To read more about abstract & concrete WSDLs, I recommend you to read my previous blog post here

How to store these artifacts in MDS repository? Ways to do it along with step-by-step instructions in my next post. Here it is!

8 comments:

  1. Hi Sathya,

    We got a issue in production environment. One of our interface failed to load post server restart and went in to retired state. after bouncing the particular node on which the interface failed to load, it became running successfully. Please let me know what to do.

    Thanks,
    Swaroop

    ReplyDelete
    Replies
    1. Swaroop,

      For a proper debug we need more information. However, one possible reason could be that the DB is not up & running before the services are started (provided the MDS store is utilized for WSDL referencing)

      Delete
  2. Hi,
    1) If we import wsdl from mds,how it look likes ?
    2)If mds server is down ,what effects in imported wsdl,other artifacts ?how to handle this one ?

    ReplyDelete
    Replies
    1. Hi Venkat,

      The idea here is to solve the application service dependency within WebLogic. Hence storing & referencing WSDL from MDS (DB) is great option that architects recommend and consider.
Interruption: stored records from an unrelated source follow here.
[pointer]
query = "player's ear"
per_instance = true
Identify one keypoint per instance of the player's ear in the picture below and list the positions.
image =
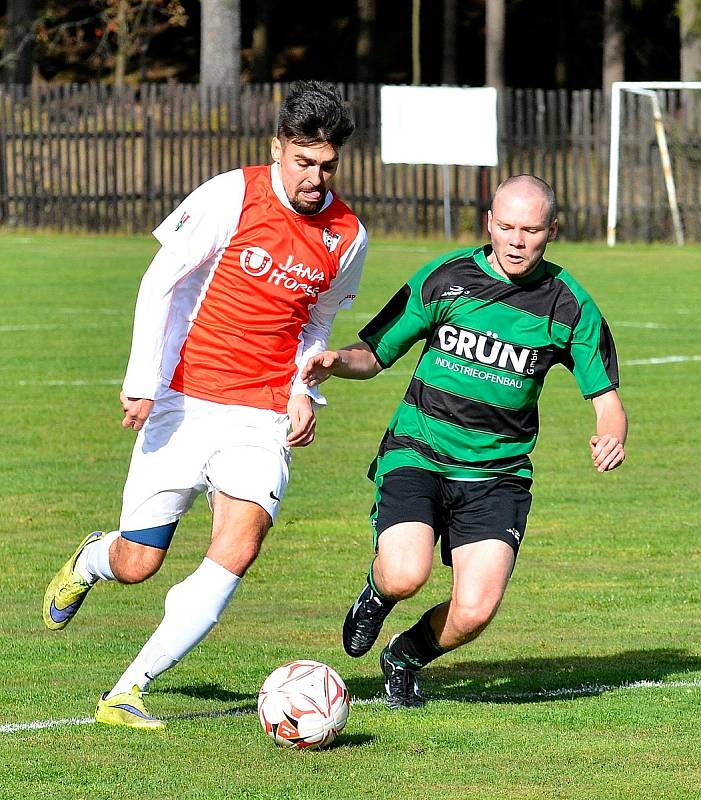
(276, 149)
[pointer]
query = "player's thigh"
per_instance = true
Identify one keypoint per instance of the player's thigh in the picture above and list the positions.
(406, 515)
(404, 557)
(238, 529)
(251, 462)
(133, 562)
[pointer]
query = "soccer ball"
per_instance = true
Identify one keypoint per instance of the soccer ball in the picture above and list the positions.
(303, 704)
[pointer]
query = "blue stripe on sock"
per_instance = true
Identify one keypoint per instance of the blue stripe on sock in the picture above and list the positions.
(160, 536)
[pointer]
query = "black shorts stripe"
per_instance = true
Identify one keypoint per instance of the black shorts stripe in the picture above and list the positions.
(386, 318)
(548, 297)
(472, 414)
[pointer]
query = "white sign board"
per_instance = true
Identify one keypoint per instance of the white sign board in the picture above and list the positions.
(439, 125)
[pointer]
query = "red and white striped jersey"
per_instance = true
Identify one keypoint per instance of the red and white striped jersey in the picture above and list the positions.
(242, 292)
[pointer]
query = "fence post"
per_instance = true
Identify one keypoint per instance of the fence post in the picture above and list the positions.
(4, 199)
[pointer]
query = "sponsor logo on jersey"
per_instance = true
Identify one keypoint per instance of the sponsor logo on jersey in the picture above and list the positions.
(185, 217)
(486, 349)
(331, 239)
(255, 261)
(297, 277)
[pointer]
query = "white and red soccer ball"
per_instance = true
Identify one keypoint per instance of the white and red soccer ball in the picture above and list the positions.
(303, 704)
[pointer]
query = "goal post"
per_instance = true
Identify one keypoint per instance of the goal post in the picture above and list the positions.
(647, 89)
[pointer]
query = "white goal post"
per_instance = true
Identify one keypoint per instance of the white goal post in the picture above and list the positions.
(648, 89)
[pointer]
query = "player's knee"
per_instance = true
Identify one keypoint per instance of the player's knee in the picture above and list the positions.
(401, 580)
(134, 563)
(471, 617)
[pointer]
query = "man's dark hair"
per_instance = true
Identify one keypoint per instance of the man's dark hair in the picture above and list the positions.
(314, 112)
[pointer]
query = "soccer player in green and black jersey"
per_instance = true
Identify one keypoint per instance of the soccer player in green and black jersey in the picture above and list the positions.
(454, 463)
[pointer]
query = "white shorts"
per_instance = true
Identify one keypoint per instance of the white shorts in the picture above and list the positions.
(190, 446)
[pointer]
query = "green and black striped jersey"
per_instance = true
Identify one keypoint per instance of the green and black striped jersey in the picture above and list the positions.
(471, 409)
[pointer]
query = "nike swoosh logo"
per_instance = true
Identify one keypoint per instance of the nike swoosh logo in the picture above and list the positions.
(132, 710)
(62, 614)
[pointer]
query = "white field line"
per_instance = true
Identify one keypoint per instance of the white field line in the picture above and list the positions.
(586, 690)
(53, 326)
(106, 382)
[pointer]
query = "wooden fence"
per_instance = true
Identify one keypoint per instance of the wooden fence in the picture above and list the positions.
(93, 158)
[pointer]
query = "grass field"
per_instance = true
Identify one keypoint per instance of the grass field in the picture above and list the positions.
(587, 684)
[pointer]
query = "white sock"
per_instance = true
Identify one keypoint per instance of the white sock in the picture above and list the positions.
(93, 563)
(192, 609)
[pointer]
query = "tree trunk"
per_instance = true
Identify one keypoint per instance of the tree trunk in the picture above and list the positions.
(494, 44)
(122, 54)
(261, 70)
(614, 44)
(19, 42)
(690, 40)
(220, 43)
(450, 33)
(365, 43)
(416, 42)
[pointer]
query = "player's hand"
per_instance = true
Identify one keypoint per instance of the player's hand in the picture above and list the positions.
(302, 419)
(607, 452)
(136, 411)
(320, 367)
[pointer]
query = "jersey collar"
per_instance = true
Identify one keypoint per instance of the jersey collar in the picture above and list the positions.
(480, 257)
(279, 189)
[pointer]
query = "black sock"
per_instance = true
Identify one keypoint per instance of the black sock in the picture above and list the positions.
(418, 646)
(387, 602)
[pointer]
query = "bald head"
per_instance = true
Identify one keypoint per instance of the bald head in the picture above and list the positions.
(521, 222)
(525, 185)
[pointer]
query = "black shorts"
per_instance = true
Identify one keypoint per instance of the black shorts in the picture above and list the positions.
(460, 512)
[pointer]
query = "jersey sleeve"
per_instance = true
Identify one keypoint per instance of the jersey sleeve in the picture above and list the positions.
(405, 320)
(205, 220)
(592, 353)
(340, 295)
(199, 227)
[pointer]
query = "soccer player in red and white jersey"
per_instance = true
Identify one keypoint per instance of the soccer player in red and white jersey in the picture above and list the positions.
(252, 269)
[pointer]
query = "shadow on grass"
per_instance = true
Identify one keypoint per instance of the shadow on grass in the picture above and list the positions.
(212, 691)
(529, 680)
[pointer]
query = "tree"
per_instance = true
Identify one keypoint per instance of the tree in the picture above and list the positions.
(416, 41)
(614, 44)
(220, 43)
(690, 40)
(494, 44)
(260, 43)
(17, 58)
(449, 72)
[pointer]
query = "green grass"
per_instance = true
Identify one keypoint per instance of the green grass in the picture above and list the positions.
(605, 594)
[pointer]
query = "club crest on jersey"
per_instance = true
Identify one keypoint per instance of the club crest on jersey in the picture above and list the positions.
(293, 275)
(255, 261)
(185, 217)
(331, 239)
(485, 349)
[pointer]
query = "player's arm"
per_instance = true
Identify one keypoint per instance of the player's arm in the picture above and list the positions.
(189, 235)
(355, 361)
(607, 446)
(153, 303)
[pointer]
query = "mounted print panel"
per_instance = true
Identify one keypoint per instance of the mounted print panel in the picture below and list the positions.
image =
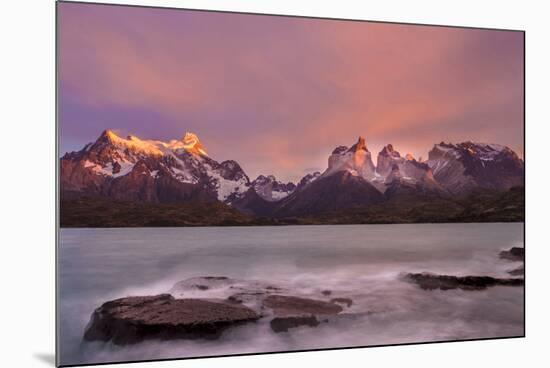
(234, 183)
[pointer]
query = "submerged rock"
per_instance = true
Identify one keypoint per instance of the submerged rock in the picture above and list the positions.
(428, 281)
(513, 254)
(291, 311)
(283, 324)
(292, 305)
(347, 301)
(517, 272)
(133, 319)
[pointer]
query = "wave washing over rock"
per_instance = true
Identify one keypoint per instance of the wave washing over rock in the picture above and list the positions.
(268, 289)
(204, 307)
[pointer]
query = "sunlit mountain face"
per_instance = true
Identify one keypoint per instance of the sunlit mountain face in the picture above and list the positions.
(180, 171)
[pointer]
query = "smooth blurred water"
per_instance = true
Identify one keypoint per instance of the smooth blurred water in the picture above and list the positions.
(358, 261)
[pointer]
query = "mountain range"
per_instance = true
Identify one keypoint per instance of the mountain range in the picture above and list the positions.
(123, 173)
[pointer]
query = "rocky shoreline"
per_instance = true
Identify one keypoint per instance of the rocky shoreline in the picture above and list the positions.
(204, 307)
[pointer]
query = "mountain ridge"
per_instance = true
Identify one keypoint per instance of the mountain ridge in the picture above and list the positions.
(181, 171)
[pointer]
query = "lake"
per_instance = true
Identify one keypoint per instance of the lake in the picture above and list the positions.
(362, 262)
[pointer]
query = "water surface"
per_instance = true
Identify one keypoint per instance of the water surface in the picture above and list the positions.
(362, 262)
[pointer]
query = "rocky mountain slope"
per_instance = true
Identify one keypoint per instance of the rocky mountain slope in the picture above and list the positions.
(181, 172)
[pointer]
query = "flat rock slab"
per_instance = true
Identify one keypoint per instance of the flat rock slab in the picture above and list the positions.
(292, 311)
(283, 305)
(513, 254)
(428, 281)
(134, 319)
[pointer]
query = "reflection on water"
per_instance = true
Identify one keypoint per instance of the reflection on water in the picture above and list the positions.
(362, 262)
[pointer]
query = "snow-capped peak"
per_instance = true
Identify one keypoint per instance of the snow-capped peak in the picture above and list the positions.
(192, 144)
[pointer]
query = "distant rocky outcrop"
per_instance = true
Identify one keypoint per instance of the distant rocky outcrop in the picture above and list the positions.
(140, 171)
(513, 254)
(429, 281)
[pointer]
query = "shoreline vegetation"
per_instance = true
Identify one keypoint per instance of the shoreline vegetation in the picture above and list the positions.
(480, 206)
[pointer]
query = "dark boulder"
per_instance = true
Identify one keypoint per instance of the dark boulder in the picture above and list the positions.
(513, 254)
(283, 324)
(133, 319)
(292, 311)
(517, 272)
(428, 281)
(347, 301)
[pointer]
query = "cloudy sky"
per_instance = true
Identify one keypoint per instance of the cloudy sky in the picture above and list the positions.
(277, 94)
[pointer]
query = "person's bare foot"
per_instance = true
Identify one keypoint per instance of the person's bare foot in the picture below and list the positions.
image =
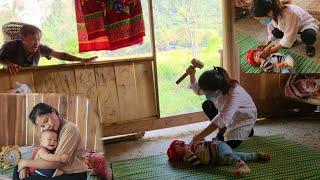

      1) Not sure what you mean by how it "looks". You will refer to the WSDL (or any other artifact like XSD using the oramds:// protocol from your SOA composite
      2. If MDS is down, then it means your DB is down. MDS is a critical underlying component that must be running (DB running) for your SOA suite to be working as expected. In a production environment this must be ensured by administrators (DB started and running before starting WLS services)

      Delete
  3. Hi Sathya, thanks for this excellent blog. It is very informative.

    I have a question on the following line:


    I don't see this "reference" element in the composite source code(composite.xml) of my project. However, I do see the following:


    Will the "reference" element automatically show up while calling a external service or do I need to add this reference? Thanks

    ReplyDelete
  4. Thanks for the nice explanation ...it answered my question -Why we should store Abstract WSDL’s only in MDS....

    ReplyDelete
  5. Hi sathya,

    We are using below concrete wsdl in our composite but what would be its binding to concrete wsdl look like ? What is the URL location of the actual task service in oracle soa

    ReplyDelete
    Replies
    1. Manoj, I don't think I understand your question.